BEIJING/SHANGHAI Tue Jan 20, 2015 6:04pm EST
Alibaba and Tencent spent more than $8 billion last year alone backing often strikingly similar ventures, as the Chinese Internet giants race to create online one-stop-shops to win the digital loyalty of a tenth of the world's population.
Before China became the biggest smartphone market, there was little overlap between the businesses of e-commerce leader Alibaba Group Holding Ltd, social networking firm Tencent Holdings Ltd and search engine provider Baidu Inc.
Now, as more and more Chinese use their phones for everything from shopping to booking restaurants, the three companies are increasingly stepping over each other - and investing in the same services - to attract the same users.
"What keeps people up at night is the fact that they might miss a certain trend or a certain hot company that really is going to bring all the attention and the users in," said Duncan Clark, managing director of Beijing-based consultancy BDA.
"The fight to stay essential, to stay relevant, to stay on top of the home screen, it's what it's all about."
In little over a month, taxi-hailing apps Didi Dache, supported by Tencent, and Alibaba-funded Kuaidi Dache raised over half a billion dollars each, while U.S. taxi app Uber attracted an undisclosed sum from Baidu.
The next arena looks set to be group-buying services, where customers agree to buy a certain item or service at the same time to gain discounts. Baidu bought out Nuomi last year and Alibaba-backed Meituan on Monday said it raised $700 million, valuing the company at $7 billion.
Group-buying site Dianping plans to raise a similar amount, people familiar with the matter told Reuters, declining to be named as they were not authorised to speak to the media. A Dianping spokeswoman declined to comment on the fundraising.
Fuelling the investment frenzy is the realisation that the platform with the most users will have by far the biggest returns, according to Taipei-based tech commentator Ben Thompson, who writes at stratechery.com.
"Alibaba, Tencent and Baidu... don't want to miss out - or finish a distant second, which is just as bad - so they're investing heavily," he said.
Asked about its investments, an Alibaba spokeswoman said its strategy is focused on increasing users and expanding its products and services. Tencent did not respond to several requests for comment and Baidu declined to comment.
Alibaba founder Jack Ma and Tencent chief Pony Ma (no relation) have a history of one-upmanship in sectors ranging from gaming to microblogs.
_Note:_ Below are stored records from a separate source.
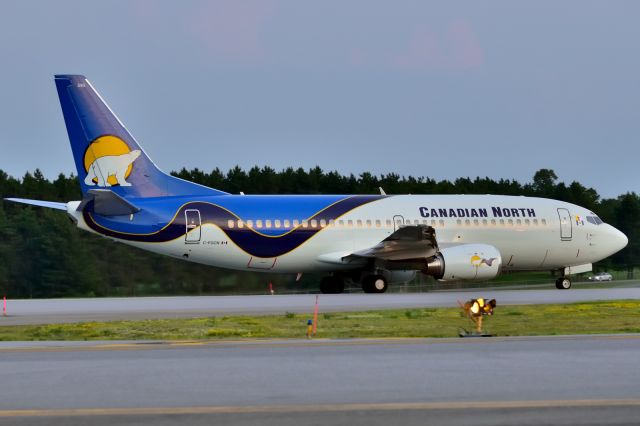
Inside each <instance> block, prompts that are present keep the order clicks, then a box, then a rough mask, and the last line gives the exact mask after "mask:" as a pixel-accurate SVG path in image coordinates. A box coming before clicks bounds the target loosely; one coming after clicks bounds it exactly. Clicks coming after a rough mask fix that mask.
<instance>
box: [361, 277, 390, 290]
mask: <svg viewBox="0 0 640 426" xmlns="http://www.w3.org/2000/svg"><path fill="white" fill-rule="evenodd" d="M387 288H389V284H388V283H387V280H386V279H385V278H384V277H383V276H382V275H367V276H366V277H364V278H363V279H362V290H363V291H364V292H365V293H384V292H385V291H387Z"/></svg>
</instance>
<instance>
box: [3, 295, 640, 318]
mask: <svg viewBox="0 0 640 426" xmlns="http://www.w3.org/2000/svg"><path fill="white" fill-rule="evenodd" d="M472 297H487V298H495V299H496V300H497V301H498V304H499V305H523V304H539V303H572V302H585V301H594V300H613V299H640V286H637V287H618V288H605V289H580V288H574V289H571V290H556V289H551V290H549V289H545V290H542V289H536V290H481V289H473V290H464V291H434V292H429V293H407V294H398V293H394V294H337V295H330V294H323V295H320V309H321V310H322V311H323V312H337V311H359V310H372V309H400V308H414V307H446V306H457V301H458V300H467V299H469V298H472ZM314 303H315V295H311V294H305V295H275V296H267V295H264V296H193V297H132V298H90V299H32V300H9V302H8V316H7V317H0V326H1V325H18V324H43V323H64V322H78V321H109V320H128V319H129V320H132V319H154V318H172V317H203V316H223V315H232V314H248V315H260V314H281V313H285V312H295V313H303V312H310V311H312V310H313V305H314Z"/></svg>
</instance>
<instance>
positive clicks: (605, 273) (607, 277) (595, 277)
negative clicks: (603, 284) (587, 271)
mask: <svg viewBox="0 0 640 426" xmlns="http://www.w3.org/2000/svg"><path fill="white" fill-rule="evenodd" d="M588 279H589V281H612V280H613V276H612V275H611V274H610V273H608V272H598V273H597V274H595V275H592V276H590V277H589V278H588Z"/></svg>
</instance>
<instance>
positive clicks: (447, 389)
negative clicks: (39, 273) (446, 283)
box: [0, 335, 640, 426]
mask: <svg viewBox="0 0 640 426" xmlns="http://www.w3.org/2000/svg"><path fill="white" fill-rule="evenodd" d="M639 351H640V335H621V336H567V337H535V338H534V337H525V338H489V339H378V340H344V341H330V340H327V341H306V340H305V341H300V340H293V341H270V340H267V341H238V342H173V343H165V342H137V343H136V342H97V343H96V342H73V343H67V342H31V343H22V342H17V343H16V342H13V343H9V342H3V343H0V359H1V360H2V363H1V366H2V368H1V369H0V384H1V386H2V398H0V424H12V425H44V424H54V425H74V424H88V423H91V424H94V425H96V426H99V425H107V424H108V425H111V424H114V423H117V424H154V425H165V424H166V425H169V424H178V423H180V424H195V425H205V424H213V423H216V424H225V425H244V424H262V425H297V424H348V425H360V424H362V425H364V424H367V425H388V424H408V425H413V424H416V425H418V424H419V425H424V424H445V425H454V424H455V425H457V424H468V423H471V424H477V425H490V424H491V425H493V424H496V425H500V424H514V423H517V424H531V425H533V424H536V425H540V424H636V423H637V418H638V415H639V414H640V385H638V383H640V369H638V368H637V354H638V352H639Z"/></svg>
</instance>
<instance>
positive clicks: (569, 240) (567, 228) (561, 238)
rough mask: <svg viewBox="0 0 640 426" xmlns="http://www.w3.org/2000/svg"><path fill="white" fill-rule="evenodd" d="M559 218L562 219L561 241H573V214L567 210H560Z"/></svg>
mask: <svg viewBox="0 0 640 426" xmlns="http://www.w3.org/2000/svg"><path fill="white" fill-rule="evenodd" d="M558 217H559V218H560V239H561V240H562V241H571V237H572V236H573V223H572V221H571V213H569V210H567V209H558Z"/></svg>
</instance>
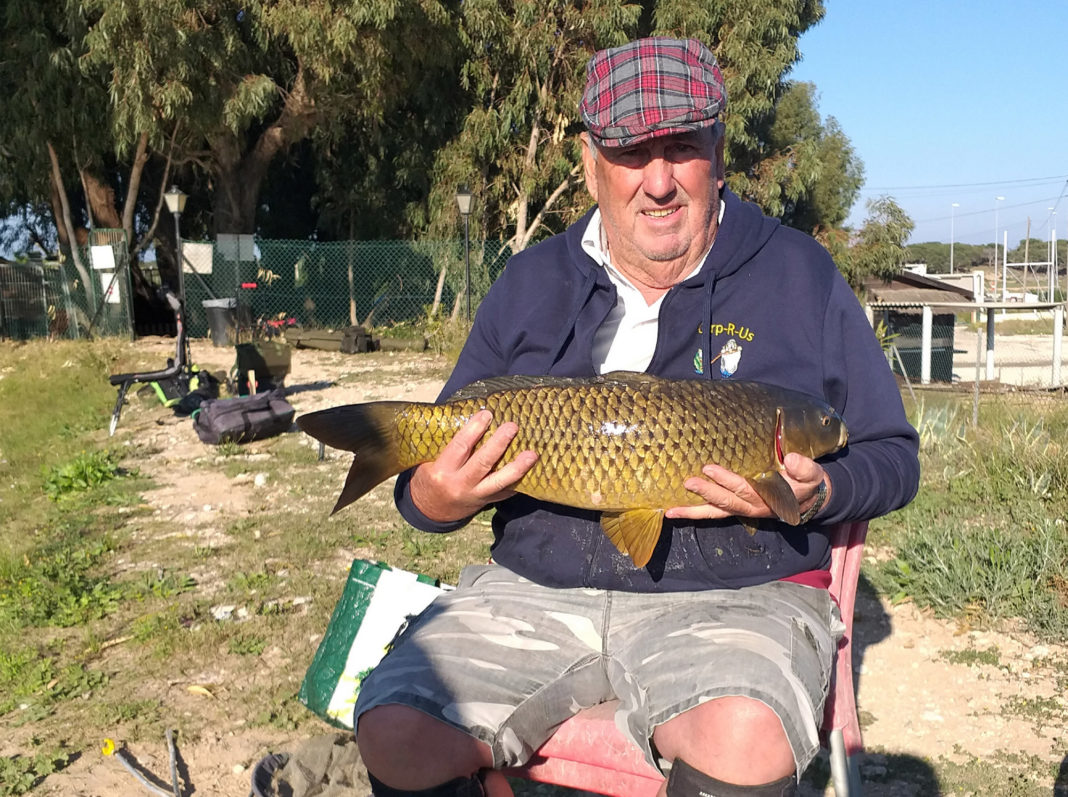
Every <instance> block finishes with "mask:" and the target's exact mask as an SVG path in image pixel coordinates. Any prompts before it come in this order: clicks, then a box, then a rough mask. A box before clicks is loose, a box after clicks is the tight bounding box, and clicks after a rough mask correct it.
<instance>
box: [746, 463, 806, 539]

That rivalry aside, all online firms are looking over each other's shoulders to ensure they don't miss out on the next big thing.
"They have hundreds of people scouring the startup universe in China, 1svRASE" India, the United States," said Gary Rieschel, managing partner at Chinese investment firm Qiming Venture Partners.
A lot of the money major companies invest in Chinese startups is spent on building up user numbers via promotions and marketing. In the first quarter of 2014, Tencent said marketing costs jumped 93 percent to 1.9 billion yuan ($306 million), in large part because of subsidies for Didi Dache.
Investing big in a service, however, doesn't guarantee it will succeed. "It's right to question what are the limits of this," said BDA's Clark. "Not all these people can win."